Robert Scoble did a great breakfast keynote—I jotted down several interesting ideas he had. He showed the attendees twittervision, where different Twitterers have their comments mapped from wherever they are in the world. He had some slides done with SlideRocket. But the most interesting thing I saw was what Robert called “a TV station in your pocket” when he pulled out is Nokia camera and started transmitting live video over the Internet through Qik.com.
Later in the day, Brian Kaminski of iProspect and Lee Odden of the Online Marketing Blog gave a great session on drawing traffic to your Web site.
Brian previewed some research on the clicks associated with blended search results pages, such as Google Universal Search. Brian showed that of all the new kind sof content added to the blended results page, news stories get the most clicks (38%), with images second (31%), and videos drawing 17%. Brian indicated that the dispartity in click rates is partially due to more news and image results than video results—he expected that video clicks will increase when more video results are shown.

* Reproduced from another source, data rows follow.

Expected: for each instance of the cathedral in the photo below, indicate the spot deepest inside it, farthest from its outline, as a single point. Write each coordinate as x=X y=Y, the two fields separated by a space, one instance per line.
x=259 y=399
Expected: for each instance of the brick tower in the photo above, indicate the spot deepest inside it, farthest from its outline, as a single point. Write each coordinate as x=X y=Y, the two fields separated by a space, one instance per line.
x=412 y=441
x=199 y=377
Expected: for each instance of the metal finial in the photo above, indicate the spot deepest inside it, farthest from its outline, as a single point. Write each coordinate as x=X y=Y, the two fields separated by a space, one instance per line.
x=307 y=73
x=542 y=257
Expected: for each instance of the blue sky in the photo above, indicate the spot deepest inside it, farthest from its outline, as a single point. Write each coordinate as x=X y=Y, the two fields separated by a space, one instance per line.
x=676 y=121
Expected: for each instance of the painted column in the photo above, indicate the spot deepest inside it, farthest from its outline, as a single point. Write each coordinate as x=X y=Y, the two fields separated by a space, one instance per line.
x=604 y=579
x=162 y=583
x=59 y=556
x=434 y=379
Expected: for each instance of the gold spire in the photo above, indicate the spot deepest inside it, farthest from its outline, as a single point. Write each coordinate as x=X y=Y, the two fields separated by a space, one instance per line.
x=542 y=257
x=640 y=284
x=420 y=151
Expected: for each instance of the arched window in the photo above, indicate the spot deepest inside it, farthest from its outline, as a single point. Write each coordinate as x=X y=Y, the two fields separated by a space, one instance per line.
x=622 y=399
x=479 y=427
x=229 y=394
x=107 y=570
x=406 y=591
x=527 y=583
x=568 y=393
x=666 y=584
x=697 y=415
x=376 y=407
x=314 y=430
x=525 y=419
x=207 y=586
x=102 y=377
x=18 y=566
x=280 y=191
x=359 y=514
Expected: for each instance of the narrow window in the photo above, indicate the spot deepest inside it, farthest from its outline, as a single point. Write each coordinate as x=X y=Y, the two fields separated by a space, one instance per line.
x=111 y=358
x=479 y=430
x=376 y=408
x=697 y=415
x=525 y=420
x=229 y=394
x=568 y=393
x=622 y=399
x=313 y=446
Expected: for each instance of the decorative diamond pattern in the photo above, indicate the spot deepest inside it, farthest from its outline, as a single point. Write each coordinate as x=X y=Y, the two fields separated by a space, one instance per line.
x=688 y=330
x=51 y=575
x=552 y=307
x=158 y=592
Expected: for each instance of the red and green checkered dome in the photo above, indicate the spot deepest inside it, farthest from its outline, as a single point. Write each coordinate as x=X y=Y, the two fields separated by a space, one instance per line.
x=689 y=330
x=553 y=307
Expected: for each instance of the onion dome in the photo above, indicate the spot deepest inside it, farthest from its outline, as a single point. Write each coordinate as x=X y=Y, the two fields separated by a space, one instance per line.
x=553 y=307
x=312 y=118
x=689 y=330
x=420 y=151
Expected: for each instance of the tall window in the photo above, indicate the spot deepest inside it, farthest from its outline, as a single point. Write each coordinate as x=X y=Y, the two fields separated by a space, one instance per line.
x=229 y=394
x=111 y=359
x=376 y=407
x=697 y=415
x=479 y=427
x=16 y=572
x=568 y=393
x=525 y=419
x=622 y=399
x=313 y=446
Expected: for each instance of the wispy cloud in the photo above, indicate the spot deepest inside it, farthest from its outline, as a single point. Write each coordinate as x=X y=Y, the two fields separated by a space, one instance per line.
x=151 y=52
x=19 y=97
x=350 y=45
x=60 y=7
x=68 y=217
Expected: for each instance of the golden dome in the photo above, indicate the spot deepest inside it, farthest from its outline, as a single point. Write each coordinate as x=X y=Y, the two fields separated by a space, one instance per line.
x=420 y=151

Lee Odden followed up by emphasizing to PR pros how important search marketing is to public relations. He showed how half of all Web sites visit a corporate Web site or an online newsroom at least once a week. That’s why it is so important for PR folks to optimize these content assets. Lee had a great chart that showed the different online PR techniques listed by Push and Pull. Push techniques include sending your content to wire services and RSS feeds, and having people pitch the stories to reporters and even directly to customers through social networks. Pull techniques include search-optimized press releases, your online newsroom, social media techniques, and traditional media coverage.
From the questions I got yesterday, PR pros seem willing to take a few chances to try things the Web way.